Texas Rep. Joaquin Castro (D) confronted the Trump administration this week over “Signalgate,” a controversy surrounding Secretary of Defense Pete Hegseth’s alleged sharing of military plans in an unclassified Signal chat. During a congressional hearing held this week, Rep. Castro pressed NSA Director General Timothy D. Haugh on whether such communications would typically be considered classified.
Rep. Castro criticized the administration’s claims that the leaked information was not sensitive.
I just questioned our nation’s top national security officials in the House Intelligence Committee hearing. They could not admit that the messages in their signal chat were classified. This is ridiculous, they know better, and they are lying to the American people. Pete Hegseth… pic.twitter.com/8dM2CHsTPw
— Joaquin Castro (@JoaquinCastrotx) March 26, 2025
“The idea that this information—if it was presented to our committee—would not be classified, y’all know it was a lie. That’s ridiculous,” the Texas lawmaker said. “I’ve seen things much less sensitive be presented to us with high classification, and to say that it isn’t is a lie to the country.”
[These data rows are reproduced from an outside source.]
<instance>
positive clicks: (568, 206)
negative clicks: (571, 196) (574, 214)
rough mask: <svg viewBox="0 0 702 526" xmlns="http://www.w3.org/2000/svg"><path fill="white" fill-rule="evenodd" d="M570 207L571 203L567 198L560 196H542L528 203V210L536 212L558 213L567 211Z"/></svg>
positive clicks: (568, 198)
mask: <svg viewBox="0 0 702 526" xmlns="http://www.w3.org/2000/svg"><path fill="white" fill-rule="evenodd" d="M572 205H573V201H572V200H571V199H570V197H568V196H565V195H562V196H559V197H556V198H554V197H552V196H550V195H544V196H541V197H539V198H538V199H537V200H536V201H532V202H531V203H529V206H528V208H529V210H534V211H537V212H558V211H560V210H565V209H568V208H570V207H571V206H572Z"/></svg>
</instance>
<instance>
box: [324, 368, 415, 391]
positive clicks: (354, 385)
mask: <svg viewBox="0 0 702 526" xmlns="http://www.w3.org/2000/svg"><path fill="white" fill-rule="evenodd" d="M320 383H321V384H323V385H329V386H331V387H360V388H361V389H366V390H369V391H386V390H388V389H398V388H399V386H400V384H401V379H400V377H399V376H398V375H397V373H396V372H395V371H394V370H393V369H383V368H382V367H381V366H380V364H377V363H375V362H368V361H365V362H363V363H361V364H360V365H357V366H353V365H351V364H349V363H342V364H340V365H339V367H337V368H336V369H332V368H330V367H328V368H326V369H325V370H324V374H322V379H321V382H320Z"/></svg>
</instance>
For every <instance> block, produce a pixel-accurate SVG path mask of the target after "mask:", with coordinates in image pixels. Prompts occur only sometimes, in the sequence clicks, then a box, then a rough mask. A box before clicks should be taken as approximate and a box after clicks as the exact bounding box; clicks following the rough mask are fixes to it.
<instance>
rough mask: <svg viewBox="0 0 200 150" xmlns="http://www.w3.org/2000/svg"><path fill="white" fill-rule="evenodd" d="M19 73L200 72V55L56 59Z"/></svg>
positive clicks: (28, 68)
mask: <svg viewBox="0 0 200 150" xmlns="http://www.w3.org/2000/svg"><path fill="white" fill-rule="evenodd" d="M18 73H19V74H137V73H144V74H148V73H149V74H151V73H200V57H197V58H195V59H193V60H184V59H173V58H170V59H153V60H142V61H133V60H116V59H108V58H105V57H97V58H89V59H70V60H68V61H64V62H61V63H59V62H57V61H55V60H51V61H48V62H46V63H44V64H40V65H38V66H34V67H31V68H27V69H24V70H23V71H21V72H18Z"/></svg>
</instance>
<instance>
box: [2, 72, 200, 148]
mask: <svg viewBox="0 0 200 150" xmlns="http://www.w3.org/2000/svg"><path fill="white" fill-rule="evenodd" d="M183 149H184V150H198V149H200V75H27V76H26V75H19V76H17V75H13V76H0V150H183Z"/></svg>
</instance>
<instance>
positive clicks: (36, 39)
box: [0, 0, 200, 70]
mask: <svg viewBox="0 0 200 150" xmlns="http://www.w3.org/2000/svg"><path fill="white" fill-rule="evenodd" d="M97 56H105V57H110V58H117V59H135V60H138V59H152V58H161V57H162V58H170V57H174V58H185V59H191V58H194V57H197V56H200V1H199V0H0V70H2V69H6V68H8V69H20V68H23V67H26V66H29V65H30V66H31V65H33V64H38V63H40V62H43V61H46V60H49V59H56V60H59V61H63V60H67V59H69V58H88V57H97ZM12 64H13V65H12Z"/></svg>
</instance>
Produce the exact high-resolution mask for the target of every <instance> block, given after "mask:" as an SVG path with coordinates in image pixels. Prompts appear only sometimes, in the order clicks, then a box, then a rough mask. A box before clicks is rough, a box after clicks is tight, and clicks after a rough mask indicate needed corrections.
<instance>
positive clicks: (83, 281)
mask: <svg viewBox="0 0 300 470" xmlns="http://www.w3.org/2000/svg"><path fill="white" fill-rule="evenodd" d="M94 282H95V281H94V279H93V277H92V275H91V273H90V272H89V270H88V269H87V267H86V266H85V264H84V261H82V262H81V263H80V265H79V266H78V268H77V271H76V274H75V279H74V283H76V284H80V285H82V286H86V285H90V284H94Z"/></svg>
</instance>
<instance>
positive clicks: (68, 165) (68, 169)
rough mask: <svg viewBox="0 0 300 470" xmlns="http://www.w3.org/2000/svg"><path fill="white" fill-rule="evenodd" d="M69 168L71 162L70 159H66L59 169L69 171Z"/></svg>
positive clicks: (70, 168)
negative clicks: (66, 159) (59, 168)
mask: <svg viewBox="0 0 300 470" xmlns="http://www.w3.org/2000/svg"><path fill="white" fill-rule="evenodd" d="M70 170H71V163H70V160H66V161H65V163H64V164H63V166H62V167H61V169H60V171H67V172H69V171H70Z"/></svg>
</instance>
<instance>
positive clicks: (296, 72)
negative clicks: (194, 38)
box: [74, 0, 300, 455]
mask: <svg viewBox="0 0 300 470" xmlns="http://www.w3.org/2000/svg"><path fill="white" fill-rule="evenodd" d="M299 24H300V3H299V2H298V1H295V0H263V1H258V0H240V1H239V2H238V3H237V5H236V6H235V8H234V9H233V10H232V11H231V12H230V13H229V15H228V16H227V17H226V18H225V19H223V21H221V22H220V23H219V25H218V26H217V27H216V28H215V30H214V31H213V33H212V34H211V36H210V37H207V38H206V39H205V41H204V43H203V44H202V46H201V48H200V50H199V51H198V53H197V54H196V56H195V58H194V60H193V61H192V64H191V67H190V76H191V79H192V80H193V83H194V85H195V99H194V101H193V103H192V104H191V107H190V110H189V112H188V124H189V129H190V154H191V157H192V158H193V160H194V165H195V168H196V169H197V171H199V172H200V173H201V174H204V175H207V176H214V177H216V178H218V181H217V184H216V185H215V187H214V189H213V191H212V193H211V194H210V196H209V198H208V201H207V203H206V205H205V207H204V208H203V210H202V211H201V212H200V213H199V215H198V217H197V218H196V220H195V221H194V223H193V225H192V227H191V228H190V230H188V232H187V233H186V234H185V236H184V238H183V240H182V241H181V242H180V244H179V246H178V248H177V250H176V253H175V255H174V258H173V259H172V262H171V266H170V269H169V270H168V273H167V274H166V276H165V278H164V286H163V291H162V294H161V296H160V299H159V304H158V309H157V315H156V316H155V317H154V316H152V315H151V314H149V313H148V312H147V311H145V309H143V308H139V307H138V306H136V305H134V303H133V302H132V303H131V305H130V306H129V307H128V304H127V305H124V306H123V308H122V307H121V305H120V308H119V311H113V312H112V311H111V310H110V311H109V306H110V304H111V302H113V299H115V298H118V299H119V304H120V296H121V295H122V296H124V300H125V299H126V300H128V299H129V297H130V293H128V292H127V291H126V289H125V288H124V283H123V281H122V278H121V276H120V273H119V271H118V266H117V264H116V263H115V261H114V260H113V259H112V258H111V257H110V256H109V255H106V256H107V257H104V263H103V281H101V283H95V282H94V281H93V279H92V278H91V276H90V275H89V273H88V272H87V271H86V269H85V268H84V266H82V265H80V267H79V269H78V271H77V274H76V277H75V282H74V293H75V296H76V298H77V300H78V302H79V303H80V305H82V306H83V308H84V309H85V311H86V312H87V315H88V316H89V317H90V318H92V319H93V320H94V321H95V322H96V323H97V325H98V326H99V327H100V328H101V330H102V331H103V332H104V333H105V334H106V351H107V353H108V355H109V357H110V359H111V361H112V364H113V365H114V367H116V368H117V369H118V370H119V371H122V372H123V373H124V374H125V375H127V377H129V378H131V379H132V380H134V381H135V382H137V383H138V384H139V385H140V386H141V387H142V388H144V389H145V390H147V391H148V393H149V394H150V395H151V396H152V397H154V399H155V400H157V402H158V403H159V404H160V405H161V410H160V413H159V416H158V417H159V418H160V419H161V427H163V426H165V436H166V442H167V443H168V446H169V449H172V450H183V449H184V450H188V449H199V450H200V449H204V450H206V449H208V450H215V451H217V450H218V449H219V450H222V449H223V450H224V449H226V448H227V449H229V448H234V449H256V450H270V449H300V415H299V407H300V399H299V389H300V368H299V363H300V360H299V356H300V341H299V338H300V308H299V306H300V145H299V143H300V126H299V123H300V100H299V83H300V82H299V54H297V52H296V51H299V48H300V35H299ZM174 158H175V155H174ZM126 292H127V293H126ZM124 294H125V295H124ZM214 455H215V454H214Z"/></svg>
Focusing his attention to General Haugh, Rep. Castro questioned whether the NSA would classify intercepted communications of foreign military officials discussing similar matters. General Haugh confirmed that classification would depend on how the information was obtained. “We would be classifying based off of our sources and methods,” the general explained.
Rep. Castro pushed further, questioning, “So, if you knew that the Secretary of Defense and the National Security Advisor of Russia or China and the head of the Foreign Ministry and all of the folks who are associated with that Signal chain, if you intercepted that information, General, would you consider it classified?”
“It would be classified based off of our collection,” General Haugh responded.
Rep. Castro then sought further clarification, asking, if “the NSA would classify it or determine it as ‘classified’?”
“The protection of our own source and method, not necessarily based off the content but how we collected that information,” General Haugh elaborated.
Though General Haugh maintained that the NSA does not collect on U.S. persons, Rep. Castro’s questioning reinforced that such communications should have been handled with greater security.